Komunitas Teras telah aktif mengkaji isu-isu terkait kelapa sawit sejak tahun 2019 di wilayah di Sulawesi Tenggara


By Admin 22 April 2022 corona.png

Sebagai salah satu komoditas unggulan Konawe Utara, kelapa sawit menjanjikan potensi ekonomi yang besar, namun juga membawa tantangan kompleks terkait keberlanjutan lingkungan dan kesejahteraan masyarakat. Berdasarkan data terbaru, total luas perkebunan kelapa sawit di Konawe Utara mencapai lebih dari 15.000 hektar, terdiri dari perkebunan plasma milik perusahektaran besar seperti PT. Damai Jaya Lestari (DJL) dengan luas kurang lebih 6.636,98 Hektar. dan PT. Sultra Prima Lestari (SPL) yakni sebesar 1.827,62 dan kebun HGU sebesar 5.950 Hektar., serta kebun sawit mandiri milik Masyarakat sebesar 920,191 Hektar. Menariknya, meski luasan perkebunan perusahaan jauh lebih besar, jumlah petani sawit mandiri terus bertambah, menandakan minat masyarakat yang tinggi terhadap komoditas ini.

Namun, perkembangan pesat ini juga memunculkan beberapa permasalahan krusial. Salah satunya adalah tumpang tindih lahan perkebunan dengan kawasan hutan. Data menunjukkan bahwa sebagian besar perkebunan, baik milik perusahaan maupun masyarakat, berada di area yang dikategorikan sebagai Hutan Produksi (HP) atau Hutan Produksi Konversi (HPK). Situasi ini menimbulkan hambatan dalam proses sertifikasi lahan dan program peremajaan sawit, yang sangat penting bagi keberlanjutan industri ini. Selain itu, ekspansi perkebunan sawit juga berdampak pada ekosistem Daerah Aliran Sungai (DAS) di Konawe Utara. Tercatat adanya peningkatan sedimentasi, risiko banjir bandang, dan kerusakan lingkungan akibat alih fungsi lahan.

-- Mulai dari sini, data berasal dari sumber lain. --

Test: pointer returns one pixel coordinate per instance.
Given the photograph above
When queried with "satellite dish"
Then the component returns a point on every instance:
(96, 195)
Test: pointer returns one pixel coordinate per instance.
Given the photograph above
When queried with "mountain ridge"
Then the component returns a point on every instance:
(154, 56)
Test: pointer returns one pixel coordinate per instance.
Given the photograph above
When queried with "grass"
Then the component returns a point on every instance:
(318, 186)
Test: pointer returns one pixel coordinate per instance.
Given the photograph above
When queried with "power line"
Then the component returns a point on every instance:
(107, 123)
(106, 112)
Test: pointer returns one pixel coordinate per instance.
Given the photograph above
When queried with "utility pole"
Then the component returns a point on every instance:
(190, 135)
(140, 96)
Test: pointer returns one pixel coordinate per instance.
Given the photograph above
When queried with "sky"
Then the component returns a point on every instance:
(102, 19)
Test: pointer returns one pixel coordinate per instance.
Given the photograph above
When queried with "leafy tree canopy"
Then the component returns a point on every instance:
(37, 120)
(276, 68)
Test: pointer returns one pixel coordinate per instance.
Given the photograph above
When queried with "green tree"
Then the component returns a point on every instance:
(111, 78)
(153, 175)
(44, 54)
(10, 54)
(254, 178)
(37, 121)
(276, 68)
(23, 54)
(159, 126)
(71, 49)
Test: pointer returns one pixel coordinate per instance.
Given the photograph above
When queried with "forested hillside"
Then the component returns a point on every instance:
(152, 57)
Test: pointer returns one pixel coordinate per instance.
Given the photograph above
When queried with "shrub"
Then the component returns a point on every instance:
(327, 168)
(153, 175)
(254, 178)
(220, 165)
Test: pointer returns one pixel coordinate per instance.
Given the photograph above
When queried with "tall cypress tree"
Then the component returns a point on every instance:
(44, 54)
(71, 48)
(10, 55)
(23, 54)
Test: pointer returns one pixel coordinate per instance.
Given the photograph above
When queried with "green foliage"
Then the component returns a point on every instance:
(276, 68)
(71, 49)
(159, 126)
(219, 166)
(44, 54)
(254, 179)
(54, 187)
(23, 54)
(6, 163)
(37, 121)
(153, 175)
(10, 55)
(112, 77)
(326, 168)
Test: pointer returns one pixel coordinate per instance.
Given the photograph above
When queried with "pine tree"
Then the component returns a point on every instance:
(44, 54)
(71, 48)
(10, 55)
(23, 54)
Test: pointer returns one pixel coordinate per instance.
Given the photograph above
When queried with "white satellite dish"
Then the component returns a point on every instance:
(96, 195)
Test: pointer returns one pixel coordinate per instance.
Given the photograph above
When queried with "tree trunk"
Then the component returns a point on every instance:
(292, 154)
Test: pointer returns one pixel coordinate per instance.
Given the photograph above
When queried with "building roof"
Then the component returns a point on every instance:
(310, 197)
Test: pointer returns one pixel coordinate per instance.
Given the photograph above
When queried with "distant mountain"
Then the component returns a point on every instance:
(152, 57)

Terkait dinamika perkembangan perkebunan kelapa sawit yang disertai permasalahan yang ditimbulkan di berbagai aspek, Komunitas Teras telah aktif mengkaji isu-isu terkait kelapa sawit sejak tahun 2019 di wilayah di Sulawesi Tenggara. Khusus pada konteks perkebunan sawit berkelanjutan, salah satu fokus isu yang didalami adalah proses sertifikasi perkebunan kelapa sawit melalui Indonesian Sustainable Palm Oil (ISPO) yang bertujuan untuk memastikan bahwa perkebunan kelapa sawit di Indonesia dikelola dengan cara yang ramah lingkungan, berkelanjutan, dan sesuai dengan peraturan yang berlaku.

Komunitas Teras

Pada tahun 2024, Komunitas Teras kembali melakukan analisis kesenjangan (gap analysis) perkebunan kelapa sawit di Konawe Utara, Sulawesi Tenggara. Studi komprehensif ini mengungkap berbagai tantangan kritis yang dihadapi industri sawit di wilayah tersebut. Permasalahan utama yang teridentifikasi adalah tumpang tindih lahan perkebunan dengan kawasan hutan, yang berdampak signifikan terhadap Daerah Aliran Sungai (DAS).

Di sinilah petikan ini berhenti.